WONG Lik Wei,*, Embang Johann Emilio GONZALES2, Valerie Ying Hui TAN2, Luis Angelo MORALES3, Amanda Huee-Ping WONG1, and HOOI Shing Chuan1
1Department of Physiology, Yong Loo Lin School of Medicine (YLLSOM), National University of Singapore (NUS)
2Alice Lee Centre for Nursing Studies, YLLSOM, NUS
3NUS College
Sub-Theme
Building Technological and Community Relationships
Keywords
AI chatbot, cognitive, motivation, Self-determination Theory, learning
Category
Paper Presentation
Introduction
The rapid advancements in Artificial Intelligence (AI) technologies have prompted us to re-evaluate the future of our education. Although AI has great potential to enhance teaching and learning, its role in pedagogy and instruction has not been fully studied. Motivation has been shown to influence students’ learning approaches, their engagement level, persistence in accomplishing goals, and thinking processes (Chiu, 2022). Ryan and Deci (2017; 2020) propose Self-Determination Theory (SDT), suggesting that autonomous motivation is the preferred type of motivation for learning as it can lead to greater engagement and persistence. Studies have found that university students who engaged with an AI chatbot demonstrated greater intrinsic motivation, possibly because they felt more comfortable and engaged during these interactions. This may lead to increased expression of ideas (Yin et al., 2021) and higher levels of motivation (Fryer et al., 2019).
Rationale of Study
As AI technology continues to advance, its impact on the education of medical and health professionals will be significant. While some argue that it may have negative implications for students’ learning, educators should consider incorporating AI technology into their teaching methods to enhance students’ learning experiences. The aim of this study is to investigate the potential of AI chatbots as a pedagogical tool for enhancing learning and motivation among medical students.
Methodology
First-year undergraduate medical students enrolled in the Cardiovascular System module during Academic Year 2023/24 participated in this study. As part of a flipped classroom approach, students engaged in self-directed learning using eBooks, online lectures, and quizzes before attending in-person discussions. They were encouraged to submit questions through a designated Question and Answer (Q&A) link and use ChatGPT to obtain answers, with teachers offering clarification as needed.

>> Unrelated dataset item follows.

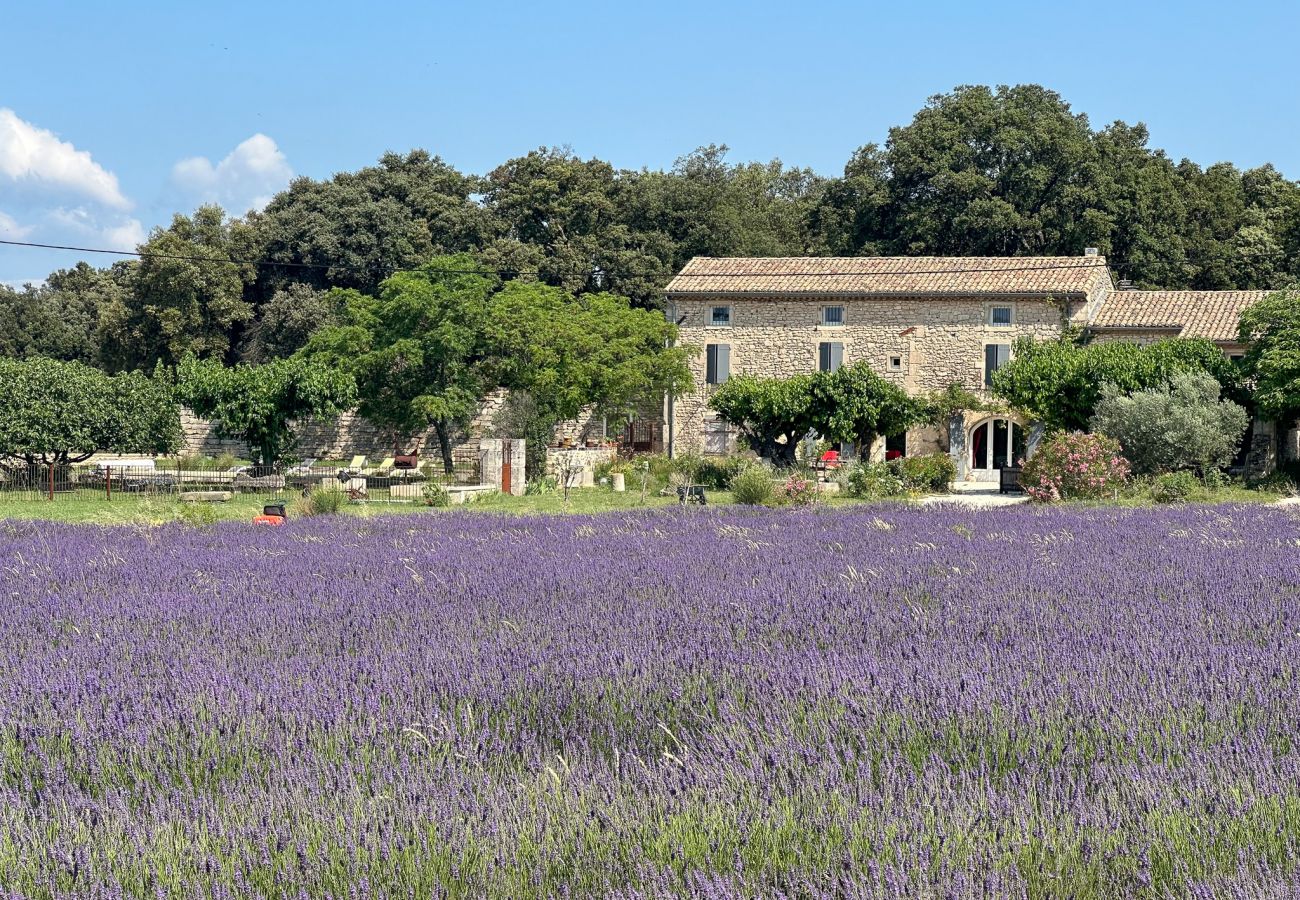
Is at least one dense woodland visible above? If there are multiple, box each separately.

To evaluate the AI chatbot’s impact on motivation, we used the established SDT and Intrinsic Motivation Inventory (IMI) in a post-course anonymous survey questionnaire. The survey included both Likert-scale and open-ended items on the perceived strengths and limitations of ChatGPT. Additionally, 31 student-generated questions were analysed using Bloom’s taxonomy to evaluate cognitive engagement.
Key Findings
Out of the 57 students who completed the survey, 46 (80.7%) used ChatGPT during their studies. The overall satisfaction score was 3.81 ± 0.89, with autonomy rated highest (4.07 ± 0.77), followed by competence (4.00 ± 0.78) and relatedness (3.35 ± 1.11). Students reported high levels of interest (3.80 ± 0.88) and perceived value (4.25 ± 0.69) in using ChatGPT. Analysis of the student questions showed that 58.06% (18/31) fell under the “Apply” or “Analyse” categories of Bloom’s taxonomy, while 41.94% (13/31) were at the “Understand” level. Students appreciated ChatGPT for providing fast, accessible, and easy-to-understand answers that supported comprehension and sparked further inquiry. However, concerns were raised regarding its accuracy, reliability, and lack of critical thinking. The findings suggest that ChatGPT helped students experience greater autonomy (freedom to ask questions) and competence (receiving clear explanations). High ratings of usefulness indicate an increase in task value. While ChatGPT supported surface to intermediate cognitive engagement, higher-order thinking appeared to require more instructor facilitation.
Significance of the Study
This study demonstrates that AI chatbots like ChatGPT can foster intrinsic motivation, encourage idea generation, and support cognitive engagement among medical students. When integrated thoughtfully, such tools can supplement traditional educational methods and enhance learning outcomes. Importantly, AI should not replace instructors but rather serve as part of a collaborative human-AI teaching model. While ChatGPT effectively promotes basic and moderate-level engagement, educators play a crucial role in guiding students toward deeper critical thinking. The study supports the relevance of SDT theory in digital learning environments, while also emphasising the need for pedagogical scaffolding to optimise higher-level learning.
References
Chiu, T. K. F. (2022). Applying the self-determination theory (SDT) to explain student engagement in online learning during the COVID-19 pandemic. Journal of Research on Technology in Education, 54(sup1), S14-S30. https://doi.org/10.1080/15391523.2021.1891998
Fryer, L. K., Nakao, K., & Thompson, A. (2019). Chatbot learning partners: Connecting learning experiences, interest and competence. Computers in Human Behavior, 93, 279-289. https://doi.org/10.1016/j.chb.2018.12.023
Ryan, R. M., & Deci, E. L. (2017). Self-determination theory: Basic psychological needs in motivation, development, and wellness. Guilford Press.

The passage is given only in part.